Based upon the findings in RCW 42.17.561, chapter 445, Laws of 2005 is narrowly tailored to
accomplish the following and is intended to:
(1) Improve the disclosure to voters of information
concerning persons and entities seeking to influence state,
local, and judicial campaigns through reasonable and effective
mechanisms, including improving disclosure of the source,
identity, and funding of electioneering communications concerning
state, local, and judicial candidate campaigns;
(2) Regulate electioneering communications that mention
state, local, and judicial candidates and that are broadcast,
mailed, erected, distributed, or otherwise published right before
the election so that the public knows who is paying for such
communications;
(3) Reenact and amend the contribution limits in *RCW 42.17.640 (6) and (14) and the restrictions on the use of soft
money, including as applied to electioneering communications, as
those limits and restrictions were in effect following the
passage of chapter 2, Laws of 1993 (Initiative No. 134) and
before the state supreme court decision in Washington State
Republican Party v. Washington State Public Disclosure
Commission, 141 Wn.2d 245, 4 P.3d 808 (2000). The commission is
authorized to fully restore the implementation of the limits and
restrictions of *RCW 42.17.640 (6) and (14) in light of
McConnell et al. v. Federal Elections Commission, 540 U.S. 93,
124 S.Ct. 619, 157 L.Ed.2d 491 (2003).
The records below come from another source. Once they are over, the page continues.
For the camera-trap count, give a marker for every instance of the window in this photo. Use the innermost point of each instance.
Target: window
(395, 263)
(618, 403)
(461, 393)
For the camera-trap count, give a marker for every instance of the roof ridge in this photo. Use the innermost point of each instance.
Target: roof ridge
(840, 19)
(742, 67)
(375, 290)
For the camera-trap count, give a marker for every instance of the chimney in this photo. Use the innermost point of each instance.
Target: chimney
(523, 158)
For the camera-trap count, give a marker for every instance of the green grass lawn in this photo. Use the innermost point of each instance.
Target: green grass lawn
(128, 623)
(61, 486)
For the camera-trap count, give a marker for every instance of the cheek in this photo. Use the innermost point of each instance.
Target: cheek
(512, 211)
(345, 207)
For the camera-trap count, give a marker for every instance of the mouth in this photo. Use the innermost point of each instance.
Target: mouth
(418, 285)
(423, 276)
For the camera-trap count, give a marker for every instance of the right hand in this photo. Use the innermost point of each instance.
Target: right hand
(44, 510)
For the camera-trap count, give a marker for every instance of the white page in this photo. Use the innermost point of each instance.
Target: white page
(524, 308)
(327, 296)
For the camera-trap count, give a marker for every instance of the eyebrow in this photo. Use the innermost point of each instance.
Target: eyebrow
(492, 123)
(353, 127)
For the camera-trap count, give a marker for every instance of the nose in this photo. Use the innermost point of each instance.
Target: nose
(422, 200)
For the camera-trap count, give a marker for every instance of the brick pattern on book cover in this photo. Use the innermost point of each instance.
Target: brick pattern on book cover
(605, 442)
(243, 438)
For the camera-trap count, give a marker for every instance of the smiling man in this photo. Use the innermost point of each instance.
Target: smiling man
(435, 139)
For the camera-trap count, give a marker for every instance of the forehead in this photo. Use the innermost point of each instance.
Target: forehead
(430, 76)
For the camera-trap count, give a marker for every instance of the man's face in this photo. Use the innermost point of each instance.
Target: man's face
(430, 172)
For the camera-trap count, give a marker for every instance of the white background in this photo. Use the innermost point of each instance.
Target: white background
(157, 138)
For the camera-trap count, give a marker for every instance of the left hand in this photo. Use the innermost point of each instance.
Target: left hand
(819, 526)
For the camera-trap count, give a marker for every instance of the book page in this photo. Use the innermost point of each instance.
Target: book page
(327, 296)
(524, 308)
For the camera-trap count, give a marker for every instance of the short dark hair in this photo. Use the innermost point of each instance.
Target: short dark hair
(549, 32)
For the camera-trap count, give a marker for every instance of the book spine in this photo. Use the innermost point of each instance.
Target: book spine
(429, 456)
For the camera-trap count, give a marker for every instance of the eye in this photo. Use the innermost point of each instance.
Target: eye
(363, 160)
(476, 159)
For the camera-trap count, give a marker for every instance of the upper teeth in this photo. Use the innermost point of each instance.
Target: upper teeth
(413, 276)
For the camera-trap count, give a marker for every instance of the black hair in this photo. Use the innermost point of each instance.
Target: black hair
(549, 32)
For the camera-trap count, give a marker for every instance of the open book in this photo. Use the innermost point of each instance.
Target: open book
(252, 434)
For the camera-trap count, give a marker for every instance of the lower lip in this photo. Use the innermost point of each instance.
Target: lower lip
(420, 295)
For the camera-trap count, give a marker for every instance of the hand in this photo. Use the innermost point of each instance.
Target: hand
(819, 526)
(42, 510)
The United States supreme
court upheld the disclosure and regulation of electioneering
communications in political campaigns, including but not limited
to issue advocacy that is the functional equivalent of express
advocacy;
(4) Authorize the commission to adopt rules to implement
chapter 445, Laws of 2005.
[2005 c 445 § 2.]
NOTES:
*Reviser's note: RCW 42.17.640 was amended by 2006 c 348 § 1, changing subsections (6) and (14) to subsections (7) and (15).